Beyond that, there were some aesthetic changes made to both the caliper and lever, but overall the G2 represents a subtle but definitely not insignificant evolution in SRAM's trail brake offering. And that's just about how I'd describe how it behaves on the trail.
That increase in stiffness is the first thing I noticed. It’s why the G2 has inched, ever so slightly, toward the Code family. I only rode the RSC version, and even without the benefit of a ball-bearing lever pivot, I still sensed the soul of my Codes in that little extra bit of stiffness. Everything else about the feel is familiarly Guide-like. The size of the lever blade and the initial bite are about what I already expected. Beyond that initial bite, though, I found it easier to mange the power when I was riding at speed. Slight adjustments didn’t require as much force as the Guides I knew. But when those adjustments weren’t so slight, and I was on the edge of what a trail-oriented brake is meant to handle, I found the limit to the G2’s capability is still a ways short of the Code’s.
But these brakes aren’t supposed to be Codes. In those rare scenarios when I wanted Code power out of the G2, I was on trails and at speeds that, if I were to revisit regularly, I would have Codes. When the G2s were in their element, they were a treat compared to the Guides. The Power pad compound is no noisier than the metallics I usually run, and has a pleasantly bitey-er feel. That extra stiffness makes them more predictable when I’m at the edge of what a trail brake can handle, and more comfortable when I’m not.
Again, the changes between G2 and Guide are subtle, so it would follow that the changes out on the trail are too.
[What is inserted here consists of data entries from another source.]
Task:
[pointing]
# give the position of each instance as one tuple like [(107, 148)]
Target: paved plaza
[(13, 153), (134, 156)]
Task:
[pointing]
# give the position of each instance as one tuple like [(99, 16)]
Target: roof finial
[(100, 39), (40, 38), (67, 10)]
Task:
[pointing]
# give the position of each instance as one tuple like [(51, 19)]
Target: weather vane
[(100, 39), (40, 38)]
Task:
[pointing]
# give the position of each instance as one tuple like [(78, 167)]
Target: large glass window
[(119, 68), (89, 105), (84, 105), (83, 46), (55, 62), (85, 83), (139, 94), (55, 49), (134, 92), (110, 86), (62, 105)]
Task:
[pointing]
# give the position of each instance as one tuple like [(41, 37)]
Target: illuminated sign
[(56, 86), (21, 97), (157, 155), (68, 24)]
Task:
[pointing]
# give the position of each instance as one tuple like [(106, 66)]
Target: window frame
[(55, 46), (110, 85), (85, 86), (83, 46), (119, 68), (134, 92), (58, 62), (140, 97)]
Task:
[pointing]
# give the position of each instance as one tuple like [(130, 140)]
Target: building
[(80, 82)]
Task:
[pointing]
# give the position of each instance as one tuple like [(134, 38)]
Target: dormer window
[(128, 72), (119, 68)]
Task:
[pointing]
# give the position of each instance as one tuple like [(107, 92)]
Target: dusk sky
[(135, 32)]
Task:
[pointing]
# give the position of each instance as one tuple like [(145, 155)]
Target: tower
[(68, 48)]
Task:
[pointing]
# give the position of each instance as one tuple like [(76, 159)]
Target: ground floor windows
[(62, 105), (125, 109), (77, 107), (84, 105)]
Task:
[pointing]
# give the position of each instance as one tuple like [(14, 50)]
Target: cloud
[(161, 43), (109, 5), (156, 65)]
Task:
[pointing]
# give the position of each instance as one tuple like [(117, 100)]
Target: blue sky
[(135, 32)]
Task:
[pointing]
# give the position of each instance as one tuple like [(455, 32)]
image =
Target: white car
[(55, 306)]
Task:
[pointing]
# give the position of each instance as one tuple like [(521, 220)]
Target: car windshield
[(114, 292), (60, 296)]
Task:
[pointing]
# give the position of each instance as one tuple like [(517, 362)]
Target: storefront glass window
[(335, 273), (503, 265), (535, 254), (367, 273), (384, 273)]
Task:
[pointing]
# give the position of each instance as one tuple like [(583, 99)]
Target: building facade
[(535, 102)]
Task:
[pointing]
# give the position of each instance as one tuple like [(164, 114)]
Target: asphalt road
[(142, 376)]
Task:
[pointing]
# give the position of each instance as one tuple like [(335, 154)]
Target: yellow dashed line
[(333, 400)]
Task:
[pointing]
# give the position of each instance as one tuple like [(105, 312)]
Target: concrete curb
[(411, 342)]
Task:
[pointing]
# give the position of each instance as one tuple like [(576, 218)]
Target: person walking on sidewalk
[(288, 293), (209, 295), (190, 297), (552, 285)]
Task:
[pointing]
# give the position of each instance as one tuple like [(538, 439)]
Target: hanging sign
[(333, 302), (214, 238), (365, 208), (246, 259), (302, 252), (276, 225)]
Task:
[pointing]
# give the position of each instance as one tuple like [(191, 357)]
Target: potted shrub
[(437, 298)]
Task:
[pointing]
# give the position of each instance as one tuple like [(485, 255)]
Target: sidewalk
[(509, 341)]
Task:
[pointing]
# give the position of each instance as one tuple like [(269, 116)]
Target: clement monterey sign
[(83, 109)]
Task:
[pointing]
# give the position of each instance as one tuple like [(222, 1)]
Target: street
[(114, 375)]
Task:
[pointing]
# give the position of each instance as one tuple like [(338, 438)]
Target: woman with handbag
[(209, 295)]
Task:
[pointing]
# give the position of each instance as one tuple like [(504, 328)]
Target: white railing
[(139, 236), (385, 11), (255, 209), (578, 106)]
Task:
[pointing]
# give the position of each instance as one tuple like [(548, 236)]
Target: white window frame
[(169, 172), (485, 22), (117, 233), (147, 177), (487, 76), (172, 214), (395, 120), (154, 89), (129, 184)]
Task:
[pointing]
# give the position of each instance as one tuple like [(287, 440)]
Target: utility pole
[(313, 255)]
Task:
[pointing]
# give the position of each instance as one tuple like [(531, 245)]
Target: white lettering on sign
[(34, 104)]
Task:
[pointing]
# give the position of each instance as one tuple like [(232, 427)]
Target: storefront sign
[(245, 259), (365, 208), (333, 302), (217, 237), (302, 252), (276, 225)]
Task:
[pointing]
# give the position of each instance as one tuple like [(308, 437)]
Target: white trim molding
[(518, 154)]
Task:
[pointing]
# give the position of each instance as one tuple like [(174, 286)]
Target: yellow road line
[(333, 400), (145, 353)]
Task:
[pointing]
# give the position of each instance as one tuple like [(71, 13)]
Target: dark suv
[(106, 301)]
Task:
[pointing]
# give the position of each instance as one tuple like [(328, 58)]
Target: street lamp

But it’s unquestionable that they are changes for the better. Will we be having another conversation two years from now about some yet unknown problem lurking inside every G2 brake? It’s not impossible. You could say the same about every new part that comes on the market. But the very subtlety of the refinements made to the G2 is evidence that SRAM sweats the details, and our bikes just got a little better because of it.